A key space is a container for tables.
- Companies that use both microservice architectures and Cassandra at large scale,
such as Netflix, are known to use dedicated clusters per service
- A table is a container for an ordered collection of rows, each of which is itself an
ordered collection of columns. Rows are organized in partitions and assigned to
nodes in a Cassandra cluster according to the column(s) designated as the partition
key. The ordering of data within a partition is determined by the clustering
- When you write data to a table in Cassandra, you specify values for one or more
columns. That collection of values is called a row. You must specify a value for
each of the columns contained in the primary key as those columns taken together
will uniquely identify the row.
- Uses a special type of primary key called a composite key to represent groups of related rows,
also called partitions. The composite key consists of a partition key, plus an optional set of clustering columns.
The partition key determines the nodes on which rows are stored and
can itself consist of multiple columns. The clustering columns are used to control
how data is sorted for storage within a partition.
- Also supports static columns for storing data that is not part of the primary key but is shared by
every row in a partition.
- Trades some consistency in order to achieve total availability.

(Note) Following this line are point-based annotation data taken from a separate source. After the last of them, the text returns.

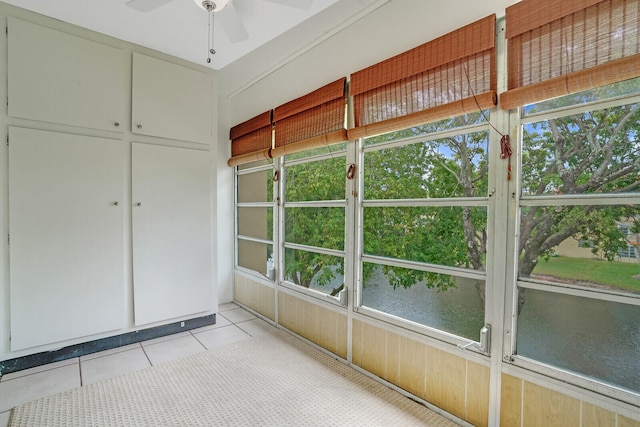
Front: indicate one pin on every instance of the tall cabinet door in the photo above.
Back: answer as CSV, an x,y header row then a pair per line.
x,y
66,224
171,232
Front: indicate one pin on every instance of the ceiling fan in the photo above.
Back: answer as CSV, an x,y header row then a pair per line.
x,y
231,21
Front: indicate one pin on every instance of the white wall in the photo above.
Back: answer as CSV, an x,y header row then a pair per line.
x,y
126,137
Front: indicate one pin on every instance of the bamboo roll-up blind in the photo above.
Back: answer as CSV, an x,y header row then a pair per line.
x,y
311,121
559,48
443,72
251,140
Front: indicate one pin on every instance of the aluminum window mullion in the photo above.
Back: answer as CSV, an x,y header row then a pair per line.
x,y
314,249
460,201
431,268
254,239
255,205
448,133
319,157
578,109
573,290
316,204
581,199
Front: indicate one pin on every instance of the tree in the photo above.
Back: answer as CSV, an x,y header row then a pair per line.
x,y
452,235
590,152
321,227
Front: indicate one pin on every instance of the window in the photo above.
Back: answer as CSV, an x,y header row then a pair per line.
x,y
424,221
255,218
578,304
314,210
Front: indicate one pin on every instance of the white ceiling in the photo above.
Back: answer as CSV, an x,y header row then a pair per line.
x,y
179,28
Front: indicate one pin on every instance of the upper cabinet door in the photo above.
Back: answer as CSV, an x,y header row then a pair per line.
x,y
59,78
171,101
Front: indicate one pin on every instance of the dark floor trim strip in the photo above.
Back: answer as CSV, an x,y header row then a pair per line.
x,y
76,350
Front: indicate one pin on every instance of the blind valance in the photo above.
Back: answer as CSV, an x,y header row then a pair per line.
x,y
451,75
559,48
251,140
311,121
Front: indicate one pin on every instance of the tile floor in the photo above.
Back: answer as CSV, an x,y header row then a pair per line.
x,y
232,324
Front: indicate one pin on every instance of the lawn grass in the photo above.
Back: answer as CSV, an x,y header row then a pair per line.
x,y
608,273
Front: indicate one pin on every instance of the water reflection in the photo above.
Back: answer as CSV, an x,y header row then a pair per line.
x,y
458,310
597,338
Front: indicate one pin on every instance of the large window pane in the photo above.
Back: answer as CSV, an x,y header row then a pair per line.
x,y
600,339
586,246
444,302
317,180
451,235
323,273
591,152
450,167
256,222
319,227
256,256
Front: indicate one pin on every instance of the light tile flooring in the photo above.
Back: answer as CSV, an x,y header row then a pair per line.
x,y
232,324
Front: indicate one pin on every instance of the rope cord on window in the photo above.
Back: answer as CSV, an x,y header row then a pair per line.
x,y
505,140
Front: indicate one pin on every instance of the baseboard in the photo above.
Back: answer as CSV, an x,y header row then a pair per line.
x,y
77,350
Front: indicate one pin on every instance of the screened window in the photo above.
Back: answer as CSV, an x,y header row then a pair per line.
x,y
578,304
255,218
314,212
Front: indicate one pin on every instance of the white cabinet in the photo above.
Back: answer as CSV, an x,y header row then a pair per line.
x,y
60,78
171,232
171,101
67,237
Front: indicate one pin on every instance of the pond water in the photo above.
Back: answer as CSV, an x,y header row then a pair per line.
x,y
599,339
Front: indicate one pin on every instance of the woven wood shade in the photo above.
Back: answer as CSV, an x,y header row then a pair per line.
x,y
440,75
311,121
559,48
251,140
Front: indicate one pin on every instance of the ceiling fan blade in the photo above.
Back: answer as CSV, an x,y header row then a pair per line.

Cassandra is more accurately termed 'tuneably consistent' which means it allows
to decide the level of consistency required, in balance with the level of availability
- Dynamo and Cassandra choose to be always writable, opting to defer the complexity
of reconciliation to read operations, and realize tremendous performance
gains. The alternative is to reject updates amidst network and server failures.

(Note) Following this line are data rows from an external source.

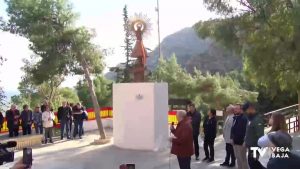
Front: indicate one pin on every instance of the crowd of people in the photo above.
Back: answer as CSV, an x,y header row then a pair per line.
x,y
243,129
42,118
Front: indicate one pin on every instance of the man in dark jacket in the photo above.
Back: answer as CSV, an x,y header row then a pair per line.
x,y
1,121
196,120
64,114
255,129
283,139
13,121
182,142
210,132
77,112
238,132
27,119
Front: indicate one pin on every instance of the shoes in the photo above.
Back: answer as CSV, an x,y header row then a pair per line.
x,y
204,159
231,165
224,164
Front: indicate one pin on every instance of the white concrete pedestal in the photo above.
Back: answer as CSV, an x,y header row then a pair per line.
x,y
140,115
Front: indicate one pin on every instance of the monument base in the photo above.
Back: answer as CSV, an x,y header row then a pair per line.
x,y
140,116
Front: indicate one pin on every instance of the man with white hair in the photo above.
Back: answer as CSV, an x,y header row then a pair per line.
x,y
182,142
226,135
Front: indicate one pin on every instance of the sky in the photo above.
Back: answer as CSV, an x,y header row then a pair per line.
x,y
105,16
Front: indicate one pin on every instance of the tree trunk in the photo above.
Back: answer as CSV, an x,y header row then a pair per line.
x,y
94,99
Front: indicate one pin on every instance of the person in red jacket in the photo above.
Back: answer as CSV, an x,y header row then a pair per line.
x,y
182,141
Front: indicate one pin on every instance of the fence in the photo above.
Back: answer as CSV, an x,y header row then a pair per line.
x,y
106,112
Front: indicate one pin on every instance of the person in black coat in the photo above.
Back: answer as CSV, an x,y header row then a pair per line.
x,y
78,120
13,121
27,120
1,121
210,132
64,114
238,132
196,120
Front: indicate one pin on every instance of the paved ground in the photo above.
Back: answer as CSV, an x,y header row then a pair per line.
x,y
80,154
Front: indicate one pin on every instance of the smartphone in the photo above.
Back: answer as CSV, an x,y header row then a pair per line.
x,y
127,166
130,166
27,156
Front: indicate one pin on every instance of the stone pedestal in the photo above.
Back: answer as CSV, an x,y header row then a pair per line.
x,y
140,117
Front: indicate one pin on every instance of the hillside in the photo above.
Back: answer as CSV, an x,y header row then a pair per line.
x,y
191,51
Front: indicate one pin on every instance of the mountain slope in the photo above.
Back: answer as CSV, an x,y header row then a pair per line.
x,y
191,52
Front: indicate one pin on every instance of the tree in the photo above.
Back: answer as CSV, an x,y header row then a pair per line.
x,y
128,43
204,89
266,34
102,88
122,70
63,49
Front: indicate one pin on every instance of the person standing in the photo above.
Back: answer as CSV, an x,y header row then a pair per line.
x,y
279,137
78,120
64,114
226,135
26,120
237,135
85,116
43,106
182,142
13,121
37,120
1,121
48,117
255,129
210,132
71,105
196,120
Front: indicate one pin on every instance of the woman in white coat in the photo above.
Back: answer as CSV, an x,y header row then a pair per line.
x,y
48,117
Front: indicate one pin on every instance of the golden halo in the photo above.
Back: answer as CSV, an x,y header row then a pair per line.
x,y
140,21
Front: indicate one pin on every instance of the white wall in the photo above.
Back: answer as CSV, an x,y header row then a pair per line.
x,y
140,115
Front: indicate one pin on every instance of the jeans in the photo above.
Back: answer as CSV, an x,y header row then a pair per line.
x,y
14,131
78,123
26,129
229,154
38,128
64,124
70,124
209,143
196,145
48,134
254,163
184,162
240,153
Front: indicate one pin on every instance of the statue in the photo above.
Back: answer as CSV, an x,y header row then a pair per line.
x,y
139,26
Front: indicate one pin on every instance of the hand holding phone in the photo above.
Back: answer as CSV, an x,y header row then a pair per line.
x,y
27,157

- The replication factor is set per key space and lets you decide how much you want to pay in performance
to gain more consistency. You set the replication factor to the number of nodes in
the cluster you want the updates to propagate to
- The consistency level is set by the client on every query and allows to decide how many replicas in the
cluster must acknowledge a write operation or respond to a read operation in order to be considered successful.
- Cassandra provides the ability to achieve strong consistency by specifying sufficiently high consistency levels on
writes and reads. However, strong consistency is not enough to prevent race conditions
in cases where clients need to read, then write data.
Therefore, since Cassandra 2.0 a lightweight transaction (LWT) mechanism is included, based on Paxos
Cache management with atomicity: see Redis, https://en.wikipedia.org/wiki/Redis.
In 2012 two key papers were produced regarding new forms of SQL databases.
These are the Calvin transaction protocol paper from Yale and the Google Spanner paper. FaunaDB is an example of the first,
Google Cloud Spanner, Cockroach DB and YugaDB are examples of the second.